November 2, 2020

Qilong Fu

Qilong Fu

Interpreting Sedimentary Rocks and Characterizing Hydrocarbon Reserves

Pennsylvanian Strawn

Photomicrograph showing moldic pores partially filled with dolomite cement. The sample is from Pennsylvanian Strawn limestone in King County, northcentral Texas.

The sedimentary rocks that cover most of the Earth’s surface act as a history book of our planet's past life. As a sedimentologist, I work to interpret rock history and characterize hydrocarbon reservoirs as part of the State of Texas Advanced Resources Recovery (STARR) program.

Oil and gas are trapped predominantly in carbonate and siliciclastic rocks, two major types of sedimentary rocks, and the ultimate recovery of these hydrocarbons depends largely on our understanding of the reservoir rocks and innovative technology. My current research is focused on reservoirs rocks in the Permian Basin region and projects including carbonate reservoirs in the Eastern Shelf and Wolfcamp–Cline shales in the Midland Basin.

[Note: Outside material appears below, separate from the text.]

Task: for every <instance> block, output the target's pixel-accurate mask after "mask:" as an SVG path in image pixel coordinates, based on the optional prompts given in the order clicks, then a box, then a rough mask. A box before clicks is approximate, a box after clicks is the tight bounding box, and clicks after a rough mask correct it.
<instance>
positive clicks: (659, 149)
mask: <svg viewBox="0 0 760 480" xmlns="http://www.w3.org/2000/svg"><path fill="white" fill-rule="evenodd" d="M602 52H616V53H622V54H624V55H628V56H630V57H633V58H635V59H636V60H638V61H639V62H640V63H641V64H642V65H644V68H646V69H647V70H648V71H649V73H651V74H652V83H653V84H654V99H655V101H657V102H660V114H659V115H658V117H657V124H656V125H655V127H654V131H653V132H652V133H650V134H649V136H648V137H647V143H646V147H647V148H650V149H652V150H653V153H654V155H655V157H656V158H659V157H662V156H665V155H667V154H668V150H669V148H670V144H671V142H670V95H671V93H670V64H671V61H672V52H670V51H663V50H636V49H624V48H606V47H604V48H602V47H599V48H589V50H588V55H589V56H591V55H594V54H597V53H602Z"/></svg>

My work involves integrating core data, well logs, and accessible outcrops to better understand the impact of depositional facies and cycles, diagenetic alteration, and other factors on reservoir quality such as reservoir heterogeneity, pore networks, and permeability. I am also interested in extracting paleoenvironmental (paleoclimatic, paleoceanographic, and paleoecological) information recorded in sedimentary rocks and exploring the scientific significance of that information.


Alex Bump

Alex Bump

Adapting Oil Industry Exploration for Carbon Capture and Storage

The birth of the oil industry in the 1850's set the world on a new course. Oil provided the energy to free the vast majority of people from agriculture, setting the stage for a flowering of invention, an explosion of population, and the creation of the Information Age.  For a century and a half, oil explorers (myself included), have honed their craft, metaphorically peeling back the skin of the Earth to reveal what lies beneath. We’ve succeeded spectacularly, but there is a dark side to that success: Climate change, driven in large part by CO2 released from burning fossil fuels. 

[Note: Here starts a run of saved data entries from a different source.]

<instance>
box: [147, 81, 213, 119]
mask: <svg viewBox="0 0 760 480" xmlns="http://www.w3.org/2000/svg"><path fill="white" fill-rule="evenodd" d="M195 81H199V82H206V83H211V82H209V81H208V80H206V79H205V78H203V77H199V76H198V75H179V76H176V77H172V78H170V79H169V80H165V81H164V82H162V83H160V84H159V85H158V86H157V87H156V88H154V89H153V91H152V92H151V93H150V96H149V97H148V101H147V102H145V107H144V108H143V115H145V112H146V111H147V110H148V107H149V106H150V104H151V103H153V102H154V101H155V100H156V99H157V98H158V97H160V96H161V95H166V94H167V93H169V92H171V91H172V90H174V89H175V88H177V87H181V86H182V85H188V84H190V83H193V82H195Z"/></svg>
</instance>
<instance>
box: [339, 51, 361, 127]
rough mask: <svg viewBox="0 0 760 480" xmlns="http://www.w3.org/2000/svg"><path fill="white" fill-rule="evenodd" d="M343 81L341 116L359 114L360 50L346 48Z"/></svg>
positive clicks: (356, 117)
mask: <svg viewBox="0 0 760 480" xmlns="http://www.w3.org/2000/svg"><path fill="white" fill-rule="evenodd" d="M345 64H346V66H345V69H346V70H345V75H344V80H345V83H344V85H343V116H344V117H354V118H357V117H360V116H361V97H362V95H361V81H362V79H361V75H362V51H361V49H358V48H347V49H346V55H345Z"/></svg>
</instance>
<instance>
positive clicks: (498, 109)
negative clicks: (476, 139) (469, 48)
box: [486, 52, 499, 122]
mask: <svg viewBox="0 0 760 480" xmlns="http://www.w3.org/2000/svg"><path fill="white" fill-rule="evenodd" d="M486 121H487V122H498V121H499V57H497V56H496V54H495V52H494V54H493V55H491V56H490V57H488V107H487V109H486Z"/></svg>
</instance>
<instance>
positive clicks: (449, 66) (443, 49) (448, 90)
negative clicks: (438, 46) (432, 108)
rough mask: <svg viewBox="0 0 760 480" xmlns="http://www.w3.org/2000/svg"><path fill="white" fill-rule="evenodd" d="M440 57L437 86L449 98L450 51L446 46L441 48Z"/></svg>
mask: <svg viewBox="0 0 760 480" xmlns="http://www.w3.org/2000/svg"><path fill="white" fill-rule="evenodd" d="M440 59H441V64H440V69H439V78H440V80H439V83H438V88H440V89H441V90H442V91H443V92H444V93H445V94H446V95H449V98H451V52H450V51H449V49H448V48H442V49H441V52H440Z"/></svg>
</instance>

Today, we face the dual challenge of continuing to power the world economy while mitigating the worst effects of climate change. One way to do this is to capture CO2 released from large industrial point sources and store it deep underground, using the same reservoirs and seals that have trapped oil and gas throughout geologic time. Doing this is straightforward; doing it optimally and economically is not. I and my colleagues in the Gulf Coast Carbon Center are working to adapt the proven approaches of the oil industry to the new job of finding, de-risking, and monitoring carbon storage sites for the global transition to a new age of clean energy.

geologic cross-section

North-South geologic cross-section from roughly Dallas (left) to the deepwater Gulf of Mexico (right). Colored sections show sedimentary rocks by age, with mobile salt in pink. The swath of brighter colors near the top shows the depth window available for storing super-critical CO2 using the same reservoirs and seals proven by oil and gas production.